Wherein, α_pAnd α_qFor the Lagrange multiplier system for each sample that dual problem is obtained using method of Lagrange multipliers Number.

4) Nonlinear Classification is solved the problems, such as by introducing slack variable and penalty factor, and allows certain classification wrong By mistake, its optimization aim is：

s.t.y_j[(w^Tx_j+b)]≥1-ζ_j(j=1,2 ..., n)

Wherein, ζ_jFor slack variable, C is the weight of slack variable.

5) input space is transformed to a higher dimensional space by the nonlinear transformation that SVM is defined by using interior Product function, then The sorting technique of optimal classification surface is sought in this space again.So that linear inseparable problem is transformed in lower dimensional space In higher dimensional space the problem of linear separability.Make φ (x) represent the characteristic vector after x is mapped, divide super flat in feature space The corresponding model in face and corresponding Optimized model are expressed as follows：

F (x)=w^Tφ(x)+b (1-6)

s.t.y_j[(w^Tφ(x_j))+b] -1 >=0 (j=1,2 ... n)

6) because feature space dimension may very high even Infinite-dimensional, directly calculating φ (x_p)^Tφ(x_q) it is typically very Difficult, therefore kernel function is introduced, ingenious part therein, which is that, is reduced to the solution of a complicated optimization problem To the inner product operation of original sample data.

κ(x_p,x_q)=φ (x_p)^Tφ(x_q) (1-8)

α_p>=0, p=1,2 ..., n

By constantly performing the feature selection process in (2), multiple character subsets are produced.The each character subset of correspondence is formed One training set is used to train SVM base graders.

(4) division that clusters is carried out using neighbour's propagation clustering algorithm to base grader

1) similarity matrix S is built, as the input of neighbour's propagation clustering algorithm, with each base grader in checking Classification results on collection are as data point, and element s (e, m) represents the similitude between data point e and m in matrix, and numerical value is bigger Then show that the similitude between two data points is bigger.

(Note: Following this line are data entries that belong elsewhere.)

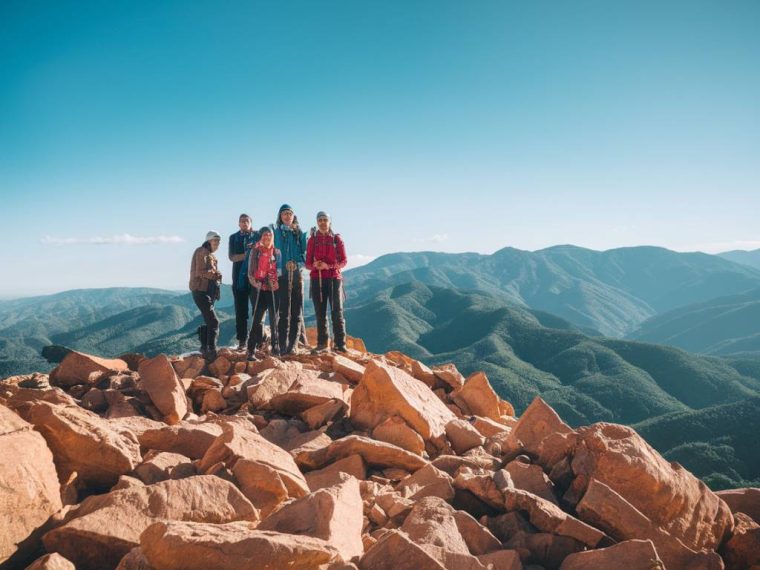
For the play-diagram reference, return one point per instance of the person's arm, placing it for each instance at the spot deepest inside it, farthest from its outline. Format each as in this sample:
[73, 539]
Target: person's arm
[310, 254]
[340, 253]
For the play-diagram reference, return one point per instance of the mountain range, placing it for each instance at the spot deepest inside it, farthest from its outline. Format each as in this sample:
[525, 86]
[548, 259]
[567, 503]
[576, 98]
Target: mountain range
[566, 323]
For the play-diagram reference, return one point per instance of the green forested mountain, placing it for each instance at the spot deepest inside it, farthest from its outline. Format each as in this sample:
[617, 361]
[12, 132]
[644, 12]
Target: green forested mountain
[664, 390]
[726, 325]
[611, 292]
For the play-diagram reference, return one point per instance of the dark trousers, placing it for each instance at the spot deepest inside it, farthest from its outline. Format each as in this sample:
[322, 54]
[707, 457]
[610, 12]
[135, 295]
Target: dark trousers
[290, 305]
[209, 332]
[330, 292]
[242, 310]
[262, 302]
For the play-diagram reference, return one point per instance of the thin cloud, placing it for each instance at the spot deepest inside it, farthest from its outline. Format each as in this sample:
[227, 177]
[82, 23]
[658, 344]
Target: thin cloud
[119, 239]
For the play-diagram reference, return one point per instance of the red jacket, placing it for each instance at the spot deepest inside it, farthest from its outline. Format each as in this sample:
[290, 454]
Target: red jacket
[328, 248]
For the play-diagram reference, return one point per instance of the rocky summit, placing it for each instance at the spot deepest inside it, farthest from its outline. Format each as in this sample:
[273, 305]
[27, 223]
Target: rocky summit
[359, 460]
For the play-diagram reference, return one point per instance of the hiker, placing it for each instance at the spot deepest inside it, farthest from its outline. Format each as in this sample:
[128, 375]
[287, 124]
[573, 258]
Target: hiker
[325, 257]
[240, 246]
[263, 264]
[291, 241]
[205, 284]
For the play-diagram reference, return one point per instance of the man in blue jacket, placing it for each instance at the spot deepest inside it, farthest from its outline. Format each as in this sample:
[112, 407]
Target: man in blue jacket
[240, 245]
[291, 242]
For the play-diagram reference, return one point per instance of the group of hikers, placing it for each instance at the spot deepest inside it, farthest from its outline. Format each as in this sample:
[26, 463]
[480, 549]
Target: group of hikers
[266, 277]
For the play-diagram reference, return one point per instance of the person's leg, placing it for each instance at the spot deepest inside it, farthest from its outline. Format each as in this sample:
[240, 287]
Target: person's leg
[296, 310]
[242, 298]
[319, 297]
[339, 321]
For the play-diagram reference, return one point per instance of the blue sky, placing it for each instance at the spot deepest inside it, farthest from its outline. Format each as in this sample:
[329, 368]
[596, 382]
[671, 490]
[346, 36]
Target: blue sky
[451, 126]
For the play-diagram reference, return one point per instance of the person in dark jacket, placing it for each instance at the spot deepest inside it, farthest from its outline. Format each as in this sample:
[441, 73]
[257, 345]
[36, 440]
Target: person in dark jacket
[291, 241]
[263, 261]
[325, 257]
[240, 246]
[205, 285]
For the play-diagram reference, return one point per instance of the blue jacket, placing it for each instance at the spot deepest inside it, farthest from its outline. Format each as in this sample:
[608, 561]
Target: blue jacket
[292, 246]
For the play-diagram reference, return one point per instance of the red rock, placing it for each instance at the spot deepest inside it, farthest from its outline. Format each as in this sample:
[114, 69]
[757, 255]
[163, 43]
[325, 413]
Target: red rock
[463, 436]
[304, 393]
[333, 514]
[548, 517]
[602, 507]
[396, 551]
[742, 550]
[667, 494]
[531, 478]
[427, 482]
[449, 374]
[328, 476]
[29, 488]
[375, 453]
[185, 438]
[745, 501]
[51, 562]
[164, 388]
[159, 465]
[232, 546]
[267, 474]
[81, 368]
[385, 391]
[321, 414]
[477, 397]
[84, 443]
[394, 430]
[350, 370]
[106, 527]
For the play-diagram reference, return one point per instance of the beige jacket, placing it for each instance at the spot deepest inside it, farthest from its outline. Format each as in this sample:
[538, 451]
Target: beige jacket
[203, 269]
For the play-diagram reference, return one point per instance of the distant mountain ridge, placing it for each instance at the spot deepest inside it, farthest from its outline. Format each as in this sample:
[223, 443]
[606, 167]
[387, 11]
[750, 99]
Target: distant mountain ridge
[611, 292]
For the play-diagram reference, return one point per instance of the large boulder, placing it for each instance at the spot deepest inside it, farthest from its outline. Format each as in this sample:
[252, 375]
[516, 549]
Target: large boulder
[80, 368]
[82, 442]
[267, 474]
[385, 391]
[233, 546]
[29, 488]
[666, 493]
[106, 527]
[164, 388]
[333, 514]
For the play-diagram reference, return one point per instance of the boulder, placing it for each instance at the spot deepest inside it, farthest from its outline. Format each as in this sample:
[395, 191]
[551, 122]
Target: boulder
[350, 370]
[742, 550]
[375, 453]
[82, 442]
[80, 368]
[164, 388]
[29, 488]
[186, 438]
[666, 493]
[106, 527]
[333, 514]
[463, 436]
[233, 546]
[52, 561]
[396, 431]
[386, 391]
[267, 474]
[477, 397]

In the gene selects stage, N number of gene subset is selected, is named asEach gene subset is used to form one Individual training set, wherein only comprising sample the expression value in the gene subset.Therefore, it can obtain N number of base grader by trainingClassification results of each base grader on checking collection are as a data point, element s (e, m) in similarity matrix (e=1,2 ..., N, m=1,2 ..., N) represent base grader H_eAnd H_mBetween similitude.Calculating the process of similitude In, first have to consideration is the classification performance of grader, and the different feature quantities that base grader is selected in addition are also similitude Key factor in calculating process.Base grader H_eAnd H_mBetween similarity definition be：

S (e, m)=(N^tt+N^ff)/(N^tt+N^tf+N^ft+N^ff)-DN(e,m) (1-10)

Wherein, N^ttSample size is concentrated in the checking for being expressed as by two base graders correctly being classified simultaneously；N^ffIt is expressed as same When sample size is concentrated by the checking of two base grader mistakes classification.Concentrated in checking by base grader H_eClassification is correct still By H_mThe sample size of mistake classification is expressed as N^tf, N^ftWith N^tfConversely.Two base grader classification results identical sample sizes The similitude that the ratio of number of population sample is exactly classification performance between them is concentrated with checking.DN (e, m) is two base classification The gene polyadenylation signal that device is used concentrates the quantity of different genes ratio shared in general gene quantity.

2) the value s (h, h) on similarity matrix diagonal is set, and the value is referred to as data point i.e. base grader on checking collection Classification results h point of reference, the value is bigger to illustrate that the data point is more suitable for as the center of clustering, therefore generation clusters Number is also more.In order to ensure that there is each data point identical chance to be represented a little as clustering, by the reference of all data points Degree is set to identical numerical value.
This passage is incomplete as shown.